- Born: Rosie Schwartz Kiev, Russia
- Died: October 28, 1998 (aged 92) Miami Beach, Florida, US

= Peppy Fields =

Ukrainian-American radio show host (1906–1998)

Peppy Fields (born Rosie Schwartz) was an American singer, performer, radio host, actress, comedian, recording artist, and philanthropist.

==Early life==
Fields was born Rosie Schwartz, on August 1, 1906. She was born Rosie but in high school she decided to change her name to Rosamund, based on a character in Shakespeare's As You Like It. She later changed her name to Rosalie, and then Rosalind.

==Career==
Field's career in entertainment began when she was 15 years old and won the title as Miss Coney Island. As a result she won a contract to play on the Lowe's Vaudeville Circuit. After four years she stepped out of entertainment to raise a family. When Fields was 50 years old, her brother, pianist and composer Irving Fields, was performing at a night club in New York and invited her to sing on the stage. The president of Jubilee Records happened to be in the crowd and invited Fields to create an album under his label. In 1960, she recorded her debut album "Red Hot and Peppy Fields" and Billboard Music awarded the album 4 out of 4 stars.

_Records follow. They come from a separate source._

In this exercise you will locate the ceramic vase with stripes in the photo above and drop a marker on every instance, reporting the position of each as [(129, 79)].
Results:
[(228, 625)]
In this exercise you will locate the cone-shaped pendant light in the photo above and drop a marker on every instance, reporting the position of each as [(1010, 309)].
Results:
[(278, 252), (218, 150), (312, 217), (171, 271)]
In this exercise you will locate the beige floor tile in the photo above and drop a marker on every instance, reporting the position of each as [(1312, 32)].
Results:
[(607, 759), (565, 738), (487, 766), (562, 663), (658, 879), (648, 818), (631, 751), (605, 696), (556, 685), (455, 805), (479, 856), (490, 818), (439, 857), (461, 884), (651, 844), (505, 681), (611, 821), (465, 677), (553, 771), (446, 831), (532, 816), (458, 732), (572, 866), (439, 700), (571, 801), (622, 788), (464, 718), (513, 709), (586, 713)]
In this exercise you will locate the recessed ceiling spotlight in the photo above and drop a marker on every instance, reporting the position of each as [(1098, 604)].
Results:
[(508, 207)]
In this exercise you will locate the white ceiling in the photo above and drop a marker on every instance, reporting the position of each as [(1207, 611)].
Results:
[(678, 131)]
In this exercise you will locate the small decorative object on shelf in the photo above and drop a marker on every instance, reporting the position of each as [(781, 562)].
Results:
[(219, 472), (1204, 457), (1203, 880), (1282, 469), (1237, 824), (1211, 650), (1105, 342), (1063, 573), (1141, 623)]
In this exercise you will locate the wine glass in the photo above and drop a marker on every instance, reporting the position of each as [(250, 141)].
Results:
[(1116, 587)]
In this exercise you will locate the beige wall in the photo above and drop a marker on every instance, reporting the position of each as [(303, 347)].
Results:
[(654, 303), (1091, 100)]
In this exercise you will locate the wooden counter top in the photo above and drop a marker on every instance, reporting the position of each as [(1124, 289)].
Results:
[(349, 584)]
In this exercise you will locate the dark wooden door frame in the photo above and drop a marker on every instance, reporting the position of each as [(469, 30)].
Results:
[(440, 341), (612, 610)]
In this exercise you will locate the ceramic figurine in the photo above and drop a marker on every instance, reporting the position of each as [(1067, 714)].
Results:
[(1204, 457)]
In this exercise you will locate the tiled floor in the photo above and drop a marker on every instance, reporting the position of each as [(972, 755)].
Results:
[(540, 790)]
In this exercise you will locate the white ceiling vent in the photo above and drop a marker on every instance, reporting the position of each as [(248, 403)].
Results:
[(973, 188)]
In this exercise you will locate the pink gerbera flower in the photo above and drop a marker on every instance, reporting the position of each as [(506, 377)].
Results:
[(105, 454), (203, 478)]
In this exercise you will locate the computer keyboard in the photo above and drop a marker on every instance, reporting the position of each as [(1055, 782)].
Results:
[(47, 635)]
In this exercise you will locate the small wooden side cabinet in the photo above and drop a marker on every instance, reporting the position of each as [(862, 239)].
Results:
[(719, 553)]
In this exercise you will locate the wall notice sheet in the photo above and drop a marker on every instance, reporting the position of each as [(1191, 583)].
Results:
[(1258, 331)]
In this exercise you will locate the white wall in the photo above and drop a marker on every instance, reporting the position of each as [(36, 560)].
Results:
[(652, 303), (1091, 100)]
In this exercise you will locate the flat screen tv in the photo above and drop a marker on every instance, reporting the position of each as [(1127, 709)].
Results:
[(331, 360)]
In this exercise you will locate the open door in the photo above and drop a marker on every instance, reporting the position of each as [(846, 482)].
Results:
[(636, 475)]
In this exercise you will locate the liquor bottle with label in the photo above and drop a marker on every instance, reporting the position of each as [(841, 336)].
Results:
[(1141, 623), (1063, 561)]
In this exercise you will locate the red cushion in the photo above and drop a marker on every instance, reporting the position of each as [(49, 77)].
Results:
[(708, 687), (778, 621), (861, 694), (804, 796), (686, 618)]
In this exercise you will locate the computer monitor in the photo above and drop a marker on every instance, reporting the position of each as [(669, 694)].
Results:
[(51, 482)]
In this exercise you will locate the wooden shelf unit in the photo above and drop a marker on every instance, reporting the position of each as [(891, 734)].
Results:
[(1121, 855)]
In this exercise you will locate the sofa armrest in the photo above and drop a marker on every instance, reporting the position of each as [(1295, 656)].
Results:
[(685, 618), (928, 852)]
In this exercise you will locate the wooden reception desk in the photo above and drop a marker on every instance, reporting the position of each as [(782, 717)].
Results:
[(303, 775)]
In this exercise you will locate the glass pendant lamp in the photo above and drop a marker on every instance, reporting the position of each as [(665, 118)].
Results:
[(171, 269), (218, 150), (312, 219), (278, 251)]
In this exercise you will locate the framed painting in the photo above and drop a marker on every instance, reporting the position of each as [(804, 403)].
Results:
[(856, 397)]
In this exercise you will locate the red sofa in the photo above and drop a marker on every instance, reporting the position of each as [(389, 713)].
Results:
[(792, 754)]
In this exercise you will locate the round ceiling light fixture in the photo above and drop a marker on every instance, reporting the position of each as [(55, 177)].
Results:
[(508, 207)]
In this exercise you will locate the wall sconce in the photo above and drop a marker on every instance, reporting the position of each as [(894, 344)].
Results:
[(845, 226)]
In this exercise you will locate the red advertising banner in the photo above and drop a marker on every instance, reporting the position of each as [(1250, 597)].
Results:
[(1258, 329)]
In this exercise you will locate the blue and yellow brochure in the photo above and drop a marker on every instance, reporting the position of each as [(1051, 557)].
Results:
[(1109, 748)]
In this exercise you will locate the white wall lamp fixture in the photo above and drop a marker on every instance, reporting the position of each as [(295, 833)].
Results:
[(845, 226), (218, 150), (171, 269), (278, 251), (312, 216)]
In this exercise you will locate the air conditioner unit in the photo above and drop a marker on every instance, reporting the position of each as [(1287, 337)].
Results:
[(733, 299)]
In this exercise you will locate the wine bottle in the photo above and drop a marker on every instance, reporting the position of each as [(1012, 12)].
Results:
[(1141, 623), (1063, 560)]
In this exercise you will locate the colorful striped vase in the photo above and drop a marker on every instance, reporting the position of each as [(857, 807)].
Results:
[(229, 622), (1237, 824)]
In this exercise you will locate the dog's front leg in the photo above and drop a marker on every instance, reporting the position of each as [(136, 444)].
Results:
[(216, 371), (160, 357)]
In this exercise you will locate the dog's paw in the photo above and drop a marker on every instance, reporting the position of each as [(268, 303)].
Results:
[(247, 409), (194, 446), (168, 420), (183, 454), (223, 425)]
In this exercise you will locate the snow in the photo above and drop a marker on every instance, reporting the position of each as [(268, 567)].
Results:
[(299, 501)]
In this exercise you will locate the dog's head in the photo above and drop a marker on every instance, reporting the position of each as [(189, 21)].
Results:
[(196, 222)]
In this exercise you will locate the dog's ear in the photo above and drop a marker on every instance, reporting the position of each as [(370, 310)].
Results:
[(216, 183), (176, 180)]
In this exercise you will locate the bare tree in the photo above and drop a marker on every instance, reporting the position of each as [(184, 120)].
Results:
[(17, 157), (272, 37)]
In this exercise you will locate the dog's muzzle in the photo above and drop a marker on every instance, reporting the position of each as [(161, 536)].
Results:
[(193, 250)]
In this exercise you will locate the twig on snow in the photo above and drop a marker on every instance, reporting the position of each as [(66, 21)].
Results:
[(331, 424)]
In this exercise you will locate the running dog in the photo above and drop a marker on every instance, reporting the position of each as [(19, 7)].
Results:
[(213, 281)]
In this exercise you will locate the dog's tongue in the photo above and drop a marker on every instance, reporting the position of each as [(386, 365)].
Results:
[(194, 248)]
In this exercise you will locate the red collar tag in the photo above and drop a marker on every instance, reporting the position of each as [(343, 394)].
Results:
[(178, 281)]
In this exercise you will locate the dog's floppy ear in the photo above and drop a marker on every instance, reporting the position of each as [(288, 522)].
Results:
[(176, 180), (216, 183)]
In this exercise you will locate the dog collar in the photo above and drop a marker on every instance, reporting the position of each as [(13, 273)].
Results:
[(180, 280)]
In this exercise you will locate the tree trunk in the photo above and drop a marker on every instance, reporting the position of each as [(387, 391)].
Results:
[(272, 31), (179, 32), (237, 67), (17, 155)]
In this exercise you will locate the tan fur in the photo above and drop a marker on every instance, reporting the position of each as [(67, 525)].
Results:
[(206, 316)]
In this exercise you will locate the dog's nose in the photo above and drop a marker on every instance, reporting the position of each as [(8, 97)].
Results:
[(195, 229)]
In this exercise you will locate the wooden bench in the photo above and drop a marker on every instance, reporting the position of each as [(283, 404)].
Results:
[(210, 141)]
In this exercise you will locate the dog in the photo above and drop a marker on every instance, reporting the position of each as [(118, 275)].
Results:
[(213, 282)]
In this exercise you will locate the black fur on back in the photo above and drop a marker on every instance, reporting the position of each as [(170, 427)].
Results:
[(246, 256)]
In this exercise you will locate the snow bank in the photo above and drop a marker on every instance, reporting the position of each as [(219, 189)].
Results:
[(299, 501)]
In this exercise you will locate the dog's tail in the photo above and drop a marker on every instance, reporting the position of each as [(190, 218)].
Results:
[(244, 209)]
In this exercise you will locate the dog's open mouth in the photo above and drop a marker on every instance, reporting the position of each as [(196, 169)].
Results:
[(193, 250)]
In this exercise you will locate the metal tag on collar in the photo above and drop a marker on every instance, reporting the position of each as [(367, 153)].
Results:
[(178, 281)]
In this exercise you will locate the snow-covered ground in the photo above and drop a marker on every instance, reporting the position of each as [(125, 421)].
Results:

In 1960 she was a hostess of "Doing the Town with Peppy Fields" in New York City where she interviewed celebrities in nightclubs and restaurants. Fields relocated to Florida in 1962 and she became the hostess of the House Party on Station WEDR in Miami Beach. She continued her show by broadcasting live until 1997. Fields also appeared in two movies: Hot Stuff and The Stoolie. Fields produced and starred in her show Peppy Fields Night of Stars, which was an annual occurrence at the Miami Beach Theater of Performing Arts. The event was created by Fields and her husband, Danny Flaxman, which partnered with several organizations that benefited various aid groups, including the United Cerebral Palsy association.

== Awards and honors ==
Fields has been honored multiple times, including being named Goodwill Ambassador of Miami Beach in 1968, in 1979 she was named Citizen of the Year by Miami Beach Citizen News, and in 1997 she received a Life Achievement Award

== Personal life ==
She was married to Daniel Flaxman. The pair ran a club at the Lucerne Hotel in Miami Beach from 1962 to 1972.